Er betont auch, dass es in Zukunft nicht unbedingt darum gehen könne, aus einem kleineren Zylindervolumen immer mehr Leistung herauszukitzeln und damit Sprit zu sparen. Vielmehr komme es verstärkt auf die Wahl des zum jeweiligen Auto passenden Zylindervolumens an. So biete ein Motor mit höherem Zylindervolumen bei höherer Last Vorteile – also etwa in einem größeren Auto bei höherer Geschwindigkeit. Eine große Herausforderung bei der Weiterentwicklung des Diesels sind nach wie vor die Stickoxide im Abgas, die mit teils aufwendigen Maßnahmen gebändigt werden müssen. Elektrifizierung und die richtige Dimensionierung sind auch bei der Weiterentwicklung des Ottomotors wichtige Themen – wobei der Benzinmotor nach wie vor deutlich mehr Sprit verbraucht als der Dieselantrieb.
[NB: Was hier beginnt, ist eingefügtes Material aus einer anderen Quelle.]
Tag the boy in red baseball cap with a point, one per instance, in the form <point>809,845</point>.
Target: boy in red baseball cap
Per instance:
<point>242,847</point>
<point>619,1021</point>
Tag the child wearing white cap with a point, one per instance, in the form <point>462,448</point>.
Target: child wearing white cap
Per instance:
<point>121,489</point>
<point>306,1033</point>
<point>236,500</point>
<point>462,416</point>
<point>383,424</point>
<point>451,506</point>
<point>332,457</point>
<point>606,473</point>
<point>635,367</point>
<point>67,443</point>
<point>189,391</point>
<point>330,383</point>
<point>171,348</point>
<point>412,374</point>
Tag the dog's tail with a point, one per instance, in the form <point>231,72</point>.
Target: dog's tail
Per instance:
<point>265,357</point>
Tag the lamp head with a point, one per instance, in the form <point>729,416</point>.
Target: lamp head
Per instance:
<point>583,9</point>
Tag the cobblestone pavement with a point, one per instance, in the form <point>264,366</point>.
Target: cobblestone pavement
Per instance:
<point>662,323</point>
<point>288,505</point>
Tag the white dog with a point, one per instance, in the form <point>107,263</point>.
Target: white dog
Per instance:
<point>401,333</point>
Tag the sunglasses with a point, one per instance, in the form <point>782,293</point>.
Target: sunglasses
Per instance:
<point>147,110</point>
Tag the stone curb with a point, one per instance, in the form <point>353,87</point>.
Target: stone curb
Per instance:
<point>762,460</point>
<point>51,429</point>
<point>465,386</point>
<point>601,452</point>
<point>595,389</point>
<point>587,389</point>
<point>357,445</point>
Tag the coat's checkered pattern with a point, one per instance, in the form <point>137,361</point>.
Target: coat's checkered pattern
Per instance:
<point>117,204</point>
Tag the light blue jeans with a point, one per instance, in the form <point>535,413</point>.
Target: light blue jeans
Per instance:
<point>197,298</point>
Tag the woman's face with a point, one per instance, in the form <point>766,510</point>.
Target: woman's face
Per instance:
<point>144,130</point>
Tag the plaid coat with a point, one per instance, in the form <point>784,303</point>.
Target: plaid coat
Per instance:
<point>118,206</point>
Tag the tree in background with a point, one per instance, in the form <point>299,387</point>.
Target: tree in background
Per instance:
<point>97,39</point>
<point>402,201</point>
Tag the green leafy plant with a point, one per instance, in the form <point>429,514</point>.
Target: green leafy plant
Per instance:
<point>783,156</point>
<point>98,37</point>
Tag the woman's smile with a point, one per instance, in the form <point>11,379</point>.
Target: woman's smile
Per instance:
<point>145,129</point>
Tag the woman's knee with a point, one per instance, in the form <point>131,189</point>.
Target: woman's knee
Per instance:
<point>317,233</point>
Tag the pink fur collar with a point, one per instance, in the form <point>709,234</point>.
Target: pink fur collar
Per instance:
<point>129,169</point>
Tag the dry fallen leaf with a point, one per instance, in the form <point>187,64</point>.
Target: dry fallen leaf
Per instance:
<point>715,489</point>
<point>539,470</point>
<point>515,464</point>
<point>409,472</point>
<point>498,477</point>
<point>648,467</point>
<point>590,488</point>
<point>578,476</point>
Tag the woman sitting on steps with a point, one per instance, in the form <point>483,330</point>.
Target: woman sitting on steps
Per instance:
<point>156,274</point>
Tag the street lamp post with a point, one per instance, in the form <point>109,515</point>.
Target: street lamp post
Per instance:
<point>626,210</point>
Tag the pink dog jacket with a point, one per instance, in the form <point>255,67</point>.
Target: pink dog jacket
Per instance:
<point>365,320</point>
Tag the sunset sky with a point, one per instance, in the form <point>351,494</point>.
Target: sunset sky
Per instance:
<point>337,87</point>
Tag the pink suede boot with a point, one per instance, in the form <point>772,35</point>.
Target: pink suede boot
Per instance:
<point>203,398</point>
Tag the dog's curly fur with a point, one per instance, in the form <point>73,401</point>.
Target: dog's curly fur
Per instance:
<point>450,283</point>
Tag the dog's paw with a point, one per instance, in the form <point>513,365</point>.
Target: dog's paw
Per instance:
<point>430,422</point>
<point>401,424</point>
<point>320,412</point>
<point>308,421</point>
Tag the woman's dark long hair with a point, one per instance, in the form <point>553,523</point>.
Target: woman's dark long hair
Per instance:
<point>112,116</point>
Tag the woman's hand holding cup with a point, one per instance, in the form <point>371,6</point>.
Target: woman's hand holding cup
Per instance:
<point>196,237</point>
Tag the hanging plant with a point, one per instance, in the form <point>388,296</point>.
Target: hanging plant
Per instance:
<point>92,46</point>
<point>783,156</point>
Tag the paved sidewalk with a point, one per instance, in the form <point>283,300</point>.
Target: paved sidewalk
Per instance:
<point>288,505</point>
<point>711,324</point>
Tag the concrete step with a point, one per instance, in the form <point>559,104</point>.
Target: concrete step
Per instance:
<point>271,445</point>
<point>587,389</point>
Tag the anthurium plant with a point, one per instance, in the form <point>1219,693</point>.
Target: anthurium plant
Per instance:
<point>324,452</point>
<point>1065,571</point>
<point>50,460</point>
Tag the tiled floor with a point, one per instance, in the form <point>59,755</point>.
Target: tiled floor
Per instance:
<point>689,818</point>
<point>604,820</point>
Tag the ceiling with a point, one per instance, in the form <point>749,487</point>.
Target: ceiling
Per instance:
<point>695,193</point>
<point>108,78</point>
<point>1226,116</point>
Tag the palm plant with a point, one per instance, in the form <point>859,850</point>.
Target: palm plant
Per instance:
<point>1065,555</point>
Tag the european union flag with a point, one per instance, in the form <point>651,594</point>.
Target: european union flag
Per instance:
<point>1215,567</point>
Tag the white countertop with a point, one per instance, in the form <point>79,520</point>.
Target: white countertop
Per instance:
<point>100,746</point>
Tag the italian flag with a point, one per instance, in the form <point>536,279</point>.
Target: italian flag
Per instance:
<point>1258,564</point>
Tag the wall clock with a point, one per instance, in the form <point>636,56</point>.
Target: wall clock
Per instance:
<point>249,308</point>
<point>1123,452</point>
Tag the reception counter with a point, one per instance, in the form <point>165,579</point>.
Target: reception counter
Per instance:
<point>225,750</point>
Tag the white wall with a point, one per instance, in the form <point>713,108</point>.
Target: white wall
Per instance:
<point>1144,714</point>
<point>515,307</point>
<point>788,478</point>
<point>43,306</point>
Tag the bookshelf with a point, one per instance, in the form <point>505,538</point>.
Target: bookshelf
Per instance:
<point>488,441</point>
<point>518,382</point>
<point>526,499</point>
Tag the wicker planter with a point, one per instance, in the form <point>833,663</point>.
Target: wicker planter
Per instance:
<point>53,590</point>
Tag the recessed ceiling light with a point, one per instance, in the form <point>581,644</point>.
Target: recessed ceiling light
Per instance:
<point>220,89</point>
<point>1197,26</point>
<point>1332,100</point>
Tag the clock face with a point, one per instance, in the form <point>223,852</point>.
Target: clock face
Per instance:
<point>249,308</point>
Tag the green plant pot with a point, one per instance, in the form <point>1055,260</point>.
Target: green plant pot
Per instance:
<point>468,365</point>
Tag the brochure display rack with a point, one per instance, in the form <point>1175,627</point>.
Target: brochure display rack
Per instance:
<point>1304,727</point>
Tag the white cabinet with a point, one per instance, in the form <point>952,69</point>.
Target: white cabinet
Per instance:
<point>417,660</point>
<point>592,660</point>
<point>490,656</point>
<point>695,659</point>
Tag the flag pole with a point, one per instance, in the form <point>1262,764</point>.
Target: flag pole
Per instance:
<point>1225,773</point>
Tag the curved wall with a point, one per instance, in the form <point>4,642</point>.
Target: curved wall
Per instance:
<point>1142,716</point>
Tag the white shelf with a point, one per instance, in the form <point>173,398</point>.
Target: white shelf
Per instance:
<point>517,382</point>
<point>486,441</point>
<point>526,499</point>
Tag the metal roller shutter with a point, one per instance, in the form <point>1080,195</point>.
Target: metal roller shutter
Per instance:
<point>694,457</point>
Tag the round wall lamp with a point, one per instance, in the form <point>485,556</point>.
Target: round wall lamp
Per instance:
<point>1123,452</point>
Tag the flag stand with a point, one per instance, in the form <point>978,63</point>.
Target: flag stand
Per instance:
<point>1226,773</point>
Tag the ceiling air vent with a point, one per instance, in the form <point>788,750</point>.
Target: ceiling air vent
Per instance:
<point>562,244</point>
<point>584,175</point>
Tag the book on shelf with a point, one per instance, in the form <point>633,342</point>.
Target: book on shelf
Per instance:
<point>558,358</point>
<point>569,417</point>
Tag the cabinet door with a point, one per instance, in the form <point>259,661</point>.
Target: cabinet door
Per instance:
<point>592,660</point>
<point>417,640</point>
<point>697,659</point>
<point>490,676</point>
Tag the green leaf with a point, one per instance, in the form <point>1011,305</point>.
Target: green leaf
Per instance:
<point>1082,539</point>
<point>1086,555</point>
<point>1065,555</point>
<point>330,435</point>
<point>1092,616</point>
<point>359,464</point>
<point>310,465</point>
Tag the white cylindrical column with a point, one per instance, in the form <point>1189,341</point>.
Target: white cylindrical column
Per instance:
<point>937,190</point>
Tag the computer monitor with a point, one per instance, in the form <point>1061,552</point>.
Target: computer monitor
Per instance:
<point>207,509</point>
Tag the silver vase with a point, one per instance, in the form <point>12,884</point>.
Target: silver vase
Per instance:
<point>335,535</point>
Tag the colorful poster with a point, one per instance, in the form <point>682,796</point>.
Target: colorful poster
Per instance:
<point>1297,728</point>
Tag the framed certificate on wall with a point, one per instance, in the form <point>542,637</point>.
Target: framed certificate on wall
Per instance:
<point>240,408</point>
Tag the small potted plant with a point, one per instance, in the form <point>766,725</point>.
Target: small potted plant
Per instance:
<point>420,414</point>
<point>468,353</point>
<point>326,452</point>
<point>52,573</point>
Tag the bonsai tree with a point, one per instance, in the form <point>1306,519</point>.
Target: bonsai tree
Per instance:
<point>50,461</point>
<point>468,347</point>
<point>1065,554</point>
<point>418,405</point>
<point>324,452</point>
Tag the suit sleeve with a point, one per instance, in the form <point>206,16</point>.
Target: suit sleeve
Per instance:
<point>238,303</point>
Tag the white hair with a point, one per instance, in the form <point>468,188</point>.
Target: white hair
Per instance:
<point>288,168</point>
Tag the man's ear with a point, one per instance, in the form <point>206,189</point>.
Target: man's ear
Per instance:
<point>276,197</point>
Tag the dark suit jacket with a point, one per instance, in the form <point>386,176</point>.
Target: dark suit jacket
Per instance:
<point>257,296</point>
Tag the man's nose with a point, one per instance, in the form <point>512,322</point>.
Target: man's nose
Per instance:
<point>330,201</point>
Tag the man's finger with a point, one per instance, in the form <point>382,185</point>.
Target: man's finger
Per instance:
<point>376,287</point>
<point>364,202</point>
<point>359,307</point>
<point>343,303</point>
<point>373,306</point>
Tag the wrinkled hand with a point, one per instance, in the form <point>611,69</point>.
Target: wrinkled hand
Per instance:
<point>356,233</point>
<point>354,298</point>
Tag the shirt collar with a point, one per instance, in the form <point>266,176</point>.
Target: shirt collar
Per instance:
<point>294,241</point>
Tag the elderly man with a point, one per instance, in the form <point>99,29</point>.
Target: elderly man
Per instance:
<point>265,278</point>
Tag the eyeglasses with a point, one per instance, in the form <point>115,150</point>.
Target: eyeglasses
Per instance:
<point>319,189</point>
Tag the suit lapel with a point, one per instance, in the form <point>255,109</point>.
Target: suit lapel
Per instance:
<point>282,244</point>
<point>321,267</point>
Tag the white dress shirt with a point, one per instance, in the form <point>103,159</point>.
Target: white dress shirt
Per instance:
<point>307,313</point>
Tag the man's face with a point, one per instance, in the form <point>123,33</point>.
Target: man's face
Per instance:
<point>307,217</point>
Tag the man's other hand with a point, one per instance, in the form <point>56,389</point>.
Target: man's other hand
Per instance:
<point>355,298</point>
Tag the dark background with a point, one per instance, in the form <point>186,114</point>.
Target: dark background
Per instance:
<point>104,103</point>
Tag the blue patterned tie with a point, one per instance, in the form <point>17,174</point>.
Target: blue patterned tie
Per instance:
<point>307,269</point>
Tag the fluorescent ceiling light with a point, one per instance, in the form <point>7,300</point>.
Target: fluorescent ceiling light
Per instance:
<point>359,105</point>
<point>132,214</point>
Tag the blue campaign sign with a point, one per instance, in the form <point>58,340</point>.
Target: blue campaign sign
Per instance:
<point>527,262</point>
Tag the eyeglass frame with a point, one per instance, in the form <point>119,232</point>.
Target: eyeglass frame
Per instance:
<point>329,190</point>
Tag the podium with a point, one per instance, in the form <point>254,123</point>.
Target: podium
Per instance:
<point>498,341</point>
Chinesen und Amerikaner mögen keine Diesel

Gleichwohl wird der Ottomotor weltweit auch in Zukunft die dominierende Rolle spielen, weil viele Nationen – darunter die USA und China – sich mit dem Dieselmotor schwer tun. Neben bekannten Verbesserungen wie zweistufiger Turboaufladung und Direkteinspritzung arbeiten die Ingenieure hier auch an neuen Verbrennungskonzepten, wie Günter Fraidl von AVL List, einem österreichischen Entwicklungsunternehmen für Antriebskonzepte, auf der Stuttgarter Tagung berichtete. Auch eine variable Verdichtung im Zylinder sowie die Nutzung gekühlter Abgase wird wichtiger. Die Ideen zum Spritsparen und zur Leistungssteigerung scheinen den Ingenieuren auch beim Benziner jedenfalls nicht so schnell auszugehen.